Aunt Rose stared at the television in a fog. I could turn it off and the eijit wouldn’t know better.
*
A week later I stirred in bed, thinking I farted meself awake but there was no stink. I stepped into the hallway and heard Aunt Rose’s ragged breathing. She’d gone peculiar again. She pushed open the door to me uncle’s bedroom. There as a flash of silver from a butcher’s knife as Aunt Rose rushed him. I jumped on her, tightening me toothpick arms around her neck.

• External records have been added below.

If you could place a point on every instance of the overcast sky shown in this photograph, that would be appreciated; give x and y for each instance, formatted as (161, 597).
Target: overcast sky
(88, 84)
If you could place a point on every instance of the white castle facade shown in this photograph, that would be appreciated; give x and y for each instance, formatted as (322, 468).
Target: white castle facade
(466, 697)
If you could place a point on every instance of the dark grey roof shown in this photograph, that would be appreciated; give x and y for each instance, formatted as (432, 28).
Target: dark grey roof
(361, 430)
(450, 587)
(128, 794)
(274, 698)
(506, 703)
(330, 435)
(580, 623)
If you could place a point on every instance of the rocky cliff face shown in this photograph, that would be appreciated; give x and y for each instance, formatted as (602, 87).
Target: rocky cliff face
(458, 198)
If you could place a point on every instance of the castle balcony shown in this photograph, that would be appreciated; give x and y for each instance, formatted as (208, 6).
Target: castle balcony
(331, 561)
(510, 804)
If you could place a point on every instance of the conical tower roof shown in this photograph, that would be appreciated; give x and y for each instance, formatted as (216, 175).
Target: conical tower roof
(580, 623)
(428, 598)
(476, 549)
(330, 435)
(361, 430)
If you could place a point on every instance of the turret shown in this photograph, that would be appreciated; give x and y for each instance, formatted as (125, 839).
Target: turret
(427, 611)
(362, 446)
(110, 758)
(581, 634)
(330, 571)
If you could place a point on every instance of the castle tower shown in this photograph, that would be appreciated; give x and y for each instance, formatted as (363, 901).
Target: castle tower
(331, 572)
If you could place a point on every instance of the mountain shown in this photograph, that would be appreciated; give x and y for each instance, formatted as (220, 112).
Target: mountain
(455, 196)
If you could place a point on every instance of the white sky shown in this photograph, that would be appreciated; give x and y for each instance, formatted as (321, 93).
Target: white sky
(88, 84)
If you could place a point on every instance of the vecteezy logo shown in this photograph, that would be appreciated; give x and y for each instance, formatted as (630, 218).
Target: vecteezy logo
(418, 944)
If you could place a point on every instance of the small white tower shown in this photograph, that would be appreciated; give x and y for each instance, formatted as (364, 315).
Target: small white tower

She twisted backward braying like a donkey and threw me onto the floor, a miserable pile of shit rags. Her eyes blazed with her demons.
“Burn in hell you scrawny boor!”
She kicked me full-on in me sandbag. I howled and puked me guts onto the floor. Me uncle bolted up and grabbed her with arms the size of bloody tree trunks.
“Leave the lad be Rosie!”
“I’m riding an ass to prayer meeting tonight!’ Aunt Rose screamed and dug her teeth into one of me uncle’s arms. He didn’t flinch.
Me old man and mum came running. The old man smashed on the light, and there stood a madwoman laughing and drooling, clawing out clumps of her hair.
Aunt Rose saw us. She quieted.
“Let go of me, you crazy bastard!” She shoved me uncle off her. “I’ve a mind to lock you up!”
Me uncle sat on his bed, his shoulders sinking. “Come to bed Rosie,” he stared at the floor, his voice barely a whisper.
Aunt Rose smoothed her frizzed, gnarled hair. “Out of bed this fucking hour, Billy. Who needs a daftie like you? Don’t teach your grandmother to suck eggs!”
I pulled meself off the floor, shards of lightning shooting from me pouch. Mum kissed me on me head, her eyes glistening. I knew she’d curl up in me father’s arms later and bawl.
Come the morning, it would be Saturday and there’d be peace and grub. The noise of footsteps, and the smell of bangers and mash would wake me. I wouldn’t have to walk the bloody mile to school.